Vision is part of a complex neurobehavioral sensory system that is critically important in most terrestrial vertebrates.
Among mammals, primates and most predators have visual systems evolutionarily designed for stereoscopy, or the perception of depth.
This also applies to the sparassodonts — an extinct group of hypercarnivorous, non-marsupial metatherians that lived in South America through most of the Cenozoic until their extinction in the mid-Pliocene — with one exception: Thylacosmilus atrox.
Famously called the ‘sabertooth marsupial,’ the ancient predator was around half the size (average body mass 117 kg) of the saber-toothed cat Smilodon fatalis, which was lion-sized or larger (245 kg).

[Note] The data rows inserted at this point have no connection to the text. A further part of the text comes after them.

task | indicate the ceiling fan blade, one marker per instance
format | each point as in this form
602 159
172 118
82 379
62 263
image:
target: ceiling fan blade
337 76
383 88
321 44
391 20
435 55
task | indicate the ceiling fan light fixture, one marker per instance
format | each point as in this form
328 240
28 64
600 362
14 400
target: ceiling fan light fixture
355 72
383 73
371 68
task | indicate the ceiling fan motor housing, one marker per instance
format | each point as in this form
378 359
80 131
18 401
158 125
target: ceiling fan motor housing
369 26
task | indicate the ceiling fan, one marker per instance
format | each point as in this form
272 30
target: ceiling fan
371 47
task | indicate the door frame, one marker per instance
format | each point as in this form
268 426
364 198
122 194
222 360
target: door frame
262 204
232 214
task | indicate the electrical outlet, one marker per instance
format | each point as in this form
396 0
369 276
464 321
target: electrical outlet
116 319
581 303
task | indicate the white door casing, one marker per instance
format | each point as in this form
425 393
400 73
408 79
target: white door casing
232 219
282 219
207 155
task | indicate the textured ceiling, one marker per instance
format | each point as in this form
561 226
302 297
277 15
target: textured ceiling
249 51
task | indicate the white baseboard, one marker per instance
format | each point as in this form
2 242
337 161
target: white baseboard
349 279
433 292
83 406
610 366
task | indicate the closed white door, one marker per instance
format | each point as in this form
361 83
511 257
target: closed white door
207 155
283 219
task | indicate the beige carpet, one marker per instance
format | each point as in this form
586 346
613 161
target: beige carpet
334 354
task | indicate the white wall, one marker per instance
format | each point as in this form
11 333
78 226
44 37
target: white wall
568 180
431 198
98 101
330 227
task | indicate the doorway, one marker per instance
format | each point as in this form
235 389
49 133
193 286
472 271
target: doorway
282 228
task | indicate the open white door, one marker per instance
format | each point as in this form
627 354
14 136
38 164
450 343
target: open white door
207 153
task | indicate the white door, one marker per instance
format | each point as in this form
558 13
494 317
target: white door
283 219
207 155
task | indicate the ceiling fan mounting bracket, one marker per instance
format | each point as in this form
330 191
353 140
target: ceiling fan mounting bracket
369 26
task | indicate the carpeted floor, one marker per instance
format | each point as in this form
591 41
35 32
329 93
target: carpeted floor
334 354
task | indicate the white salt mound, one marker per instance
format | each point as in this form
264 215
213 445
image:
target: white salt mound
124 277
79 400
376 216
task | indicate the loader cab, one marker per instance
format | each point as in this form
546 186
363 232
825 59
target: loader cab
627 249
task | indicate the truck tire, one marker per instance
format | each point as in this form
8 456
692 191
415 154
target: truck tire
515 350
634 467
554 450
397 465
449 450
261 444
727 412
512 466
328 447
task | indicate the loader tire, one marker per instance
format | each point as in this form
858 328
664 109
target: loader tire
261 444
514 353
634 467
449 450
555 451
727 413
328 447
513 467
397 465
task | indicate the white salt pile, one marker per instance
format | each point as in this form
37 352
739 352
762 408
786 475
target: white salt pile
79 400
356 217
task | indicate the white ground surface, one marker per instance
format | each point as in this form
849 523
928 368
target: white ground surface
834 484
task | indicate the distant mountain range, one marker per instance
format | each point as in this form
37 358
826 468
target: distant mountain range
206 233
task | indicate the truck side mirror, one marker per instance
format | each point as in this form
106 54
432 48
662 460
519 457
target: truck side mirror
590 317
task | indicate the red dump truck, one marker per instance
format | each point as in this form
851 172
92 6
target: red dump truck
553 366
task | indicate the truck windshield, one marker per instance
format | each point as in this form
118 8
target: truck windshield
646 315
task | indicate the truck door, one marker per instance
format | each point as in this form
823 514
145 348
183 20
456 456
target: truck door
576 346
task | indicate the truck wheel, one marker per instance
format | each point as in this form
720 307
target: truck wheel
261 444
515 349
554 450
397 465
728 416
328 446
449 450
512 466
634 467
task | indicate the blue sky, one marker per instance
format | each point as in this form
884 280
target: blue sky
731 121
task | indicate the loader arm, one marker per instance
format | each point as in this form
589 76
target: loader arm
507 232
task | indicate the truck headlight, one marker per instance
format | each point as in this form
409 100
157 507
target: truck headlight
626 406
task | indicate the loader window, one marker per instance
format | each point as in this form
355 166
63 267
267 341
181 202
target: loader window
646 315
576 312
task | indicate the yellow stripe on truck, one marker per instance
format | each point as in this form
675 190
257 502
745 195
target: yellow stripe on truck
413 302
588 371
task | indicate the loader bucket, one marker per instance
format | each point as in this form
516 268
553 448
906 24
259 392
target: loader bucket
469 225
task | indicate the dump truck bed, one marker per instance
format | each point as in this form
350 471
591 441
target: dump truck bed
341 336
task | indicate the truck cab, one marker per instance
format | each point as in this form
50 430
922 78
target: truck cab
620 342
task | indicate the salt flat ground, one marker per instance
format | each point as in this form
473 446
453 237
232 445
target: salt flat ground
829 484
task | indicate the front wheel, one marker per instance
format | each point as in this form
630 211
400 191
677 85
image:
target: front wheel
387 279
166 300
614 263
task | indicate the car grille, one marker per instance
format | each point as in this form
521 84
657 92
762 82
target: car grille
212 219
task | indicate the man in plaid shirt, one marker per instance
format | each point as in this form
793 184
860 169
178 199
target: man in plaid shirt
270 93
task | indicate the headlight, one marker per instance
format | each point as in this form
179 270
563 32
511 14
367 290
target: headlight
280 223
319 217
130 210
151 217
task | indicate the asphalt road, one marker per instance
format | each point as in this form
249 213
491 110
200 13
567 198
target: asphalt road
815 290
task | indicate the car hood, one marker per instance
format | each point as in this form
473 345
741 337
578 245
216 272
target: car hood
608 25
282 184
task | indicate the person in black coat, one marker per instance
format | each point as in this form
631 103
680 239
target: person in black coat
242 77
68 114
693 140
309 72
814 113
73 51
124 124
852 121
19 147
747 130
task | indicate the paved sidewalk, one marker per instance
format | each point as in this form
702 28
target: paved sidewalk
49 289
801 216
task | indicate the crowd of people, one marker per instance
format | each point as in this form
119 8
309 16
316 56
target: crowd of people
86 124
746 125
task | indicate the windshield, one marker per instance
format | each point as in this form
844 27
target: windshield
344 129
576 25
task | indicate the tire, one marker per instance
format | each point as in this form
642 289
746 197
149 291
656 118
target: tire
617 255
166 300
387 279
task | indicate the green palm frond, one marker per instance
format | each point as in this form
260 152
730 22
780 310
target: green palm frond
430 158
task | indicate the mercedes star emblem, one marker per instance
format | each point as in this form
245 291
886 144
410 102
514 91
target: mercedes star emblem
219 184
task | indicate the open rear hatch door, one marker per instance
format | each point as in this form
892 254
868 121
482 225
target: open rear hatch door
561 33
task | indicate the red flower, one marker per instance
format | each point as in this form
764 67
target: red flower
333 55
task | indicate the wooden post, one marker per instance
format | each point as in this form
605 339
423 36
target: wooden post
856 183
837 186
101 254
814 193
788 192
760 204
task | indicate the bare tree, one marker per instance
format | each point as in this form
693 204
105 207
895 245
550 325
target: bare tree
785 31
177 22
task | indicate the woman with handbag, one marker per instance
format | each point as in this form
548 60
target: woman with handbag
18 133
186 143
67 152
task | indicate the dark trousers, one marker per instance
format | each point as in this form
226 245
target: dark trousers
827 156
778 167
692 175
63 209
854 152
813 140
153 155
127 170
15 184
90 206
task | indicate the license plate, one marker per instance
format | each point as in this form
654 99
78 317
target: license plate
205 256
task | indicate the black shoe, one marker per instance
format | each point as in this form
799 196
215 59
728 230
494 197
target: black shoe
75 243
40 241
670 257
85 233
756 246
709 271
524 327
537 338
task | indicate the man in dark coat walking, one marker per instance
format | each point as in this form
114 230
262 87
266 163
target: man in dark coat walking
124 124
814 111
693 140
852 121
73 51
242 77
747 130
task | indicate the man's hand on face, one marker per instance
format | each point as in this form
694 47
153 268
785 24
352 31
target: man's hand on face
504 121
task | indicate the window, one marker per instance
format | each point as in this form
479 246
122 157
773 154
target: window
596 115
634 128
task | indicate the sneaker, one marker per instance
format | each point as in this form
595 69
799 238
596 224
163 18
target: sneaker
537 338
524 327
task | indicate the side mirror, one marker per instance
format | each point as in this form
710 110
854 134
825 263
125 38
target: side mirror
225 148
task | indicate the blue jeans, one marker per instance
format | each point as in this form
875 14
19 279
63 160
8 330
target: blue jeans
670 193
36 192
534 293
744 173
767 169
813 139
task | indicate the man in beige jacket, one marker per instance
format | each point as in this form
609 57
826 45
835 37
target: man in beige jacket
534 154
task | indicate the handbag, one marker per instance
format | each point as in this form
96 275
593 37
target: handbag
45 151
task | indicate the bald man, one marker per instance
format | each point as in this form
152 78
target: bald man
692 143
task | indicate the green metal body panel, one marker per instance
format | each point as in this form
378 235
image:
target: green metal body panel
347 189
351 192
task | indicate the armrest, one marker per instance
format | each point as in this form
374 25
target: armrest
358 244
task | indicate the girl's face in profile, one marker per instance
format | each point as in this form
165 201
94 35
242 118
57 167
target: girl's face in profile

Its eye sockets, or orbits, were positioned like those of an ungulate, with orbits that face mostly laterally.
In this situation, the visual fields do not overlap sufficiently for the brain to integrate them in 3D.
Why would a hypercarnivore evolve such a peculiar adaptation? Paleotologist Charlène Gaillard and colleagues set out to look for an explanation.
“You can’t understand cranial organization in Thylacosmilus atrox without first confronting those enormous canines,” Gaillard said.
“They weren’t just large; they were ever-growing, to such an extent that the roots of the canines continued over the tops of their skulls.”
“This had consequences, one of which was that no room was available for the orbits in the usual carnivore position on the front of the face.”
The study authors used CT scanning and 3D virtual reconstructions to assess orbital organization in a number of fossil and modern mammals.